Kurtarma çalışmaları sırasında merkezle irtibata geçen denizcilere gelen ilk emir “Gerekmedikçe konuşmayın, türkü söylemeyin ve sigara içmeyin” yönündeydi. Fakat o günün teknolojik imkânları ile denizin dibindeki askerleri çıkarmanın mümkün olmadığı geç de olsa anlaşılınca bu sefer askerlere yeni bir emir verilmiştir. Bu emirde “Rahatça konuşabilirsiniz, türkü söyleyebilir, sigara içebilirsiniz” deniyordu.

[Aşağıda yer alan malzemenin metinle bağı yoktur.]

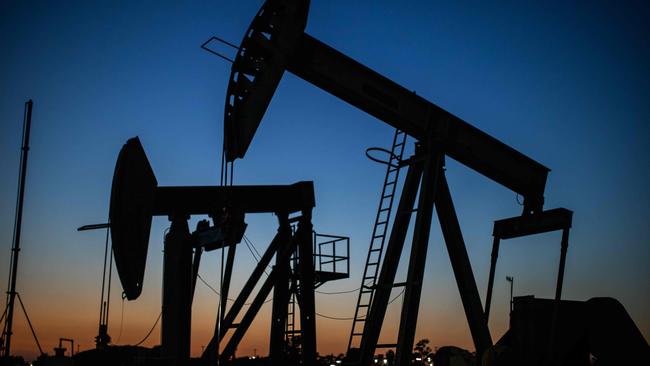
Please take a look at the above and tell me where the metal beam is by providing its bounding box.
[435,174,492,359]
[294,209,316,365]
[160,217,192,363]
[359,160,423,365]
[269,215,293,365]
[287,33,549,211]
[395,153,444,365]
[202,230,286,360]
[153,182,316,215]
[492,208,573,239]
[220,233,296,360]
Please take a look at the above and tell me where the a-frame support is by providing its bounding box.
[203,209,316,365]
[359,146,492,365]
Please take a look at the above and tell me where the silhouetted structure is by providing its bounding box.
[109,137,348,364]
[213,0,572,364]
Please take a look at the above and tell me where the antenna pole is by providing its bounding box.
[4,99,34,357]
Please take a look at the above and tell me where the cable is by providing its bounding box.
[135,311,162,347]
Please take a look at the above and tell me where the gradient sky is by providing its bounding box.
[0,0,650,357]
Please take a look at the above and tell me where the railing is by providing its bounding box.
[314,231,350,275]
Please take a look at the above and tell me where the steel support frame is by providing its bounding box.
[269,215,293,365]
[358,147,492,365]
[203,208,316,365]
[485,208,573,320]
[161,215,193,363]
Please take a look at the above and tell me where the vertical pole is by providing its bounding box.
[294,208,316,366]
[510,277,515,313]
[5,99,34,357]
[360,160,423,365]
[435,174,492,359]
[485,235,501,323]
[548,227,569,361]
[220,236,296,365]
[202,232,284,365]
[395,152,443,365]
[161,215,192,364]
[219,244,237,331]
[269,214,291,365]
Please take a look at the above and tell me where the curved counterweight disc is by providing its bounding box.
[224,0,309,161]
[109,137,158,300]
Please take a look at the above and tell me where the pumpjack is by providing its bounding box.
[215,0,647,365]
[109,137,349,365]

Bu anonsun ardından şehit olacaklarını anlayan askerler sigara yakıp hep bir ağızdan türkü okumaya başlamıştır. “Ah Bir Ataş Ver” türküsünün buradan geldiği iddia edilmektedir.

Dumlupınar Denizaltında son ana kadar kurtarılmayı bekleyen denizcilerimizden 81’i oksijensizlikten hayatını kaybetmiştir. Tüm müdahalelere rağmen kurtarılamayan şehit denizcilerimiz için birkaç gün sonra günü hazin bir tören düzenlenmiştir.

4 Nisan 1953 günü meydana gelen bu acı olay sonrasında alınan bir kararla bu tarih, bundan sonra “Deniz Şehitlerini Anma Günü” olarak ilan edilmiştir.

Denizcilik tarihine “Dumlupınar Denizaltı Faciası” olarak geçen bu acı olay maalesef çabuk unutulmuştur. Zira üç kez sinema filmi olarak projelendirilmesine rağmen Dumlupınar Faciası, bugüne kadar beyazperdeye dahi aktarılamamıştır.

Oysa millet olmanın gereklerinden biri de, aynı şeye inanmak, aynı şeylere sevinmek, aynı şeylere üzülmek, acı ve sevinçte bir ve beraber olmaktır. Dumlupınar Faciası, milletimizin kenetlenmesini, ortak bir duygu etrafında birleşmesini sağlayabilecek hazin ama bir o kadar da önemli olaylardan biri olarak tarihte yerini almıştır.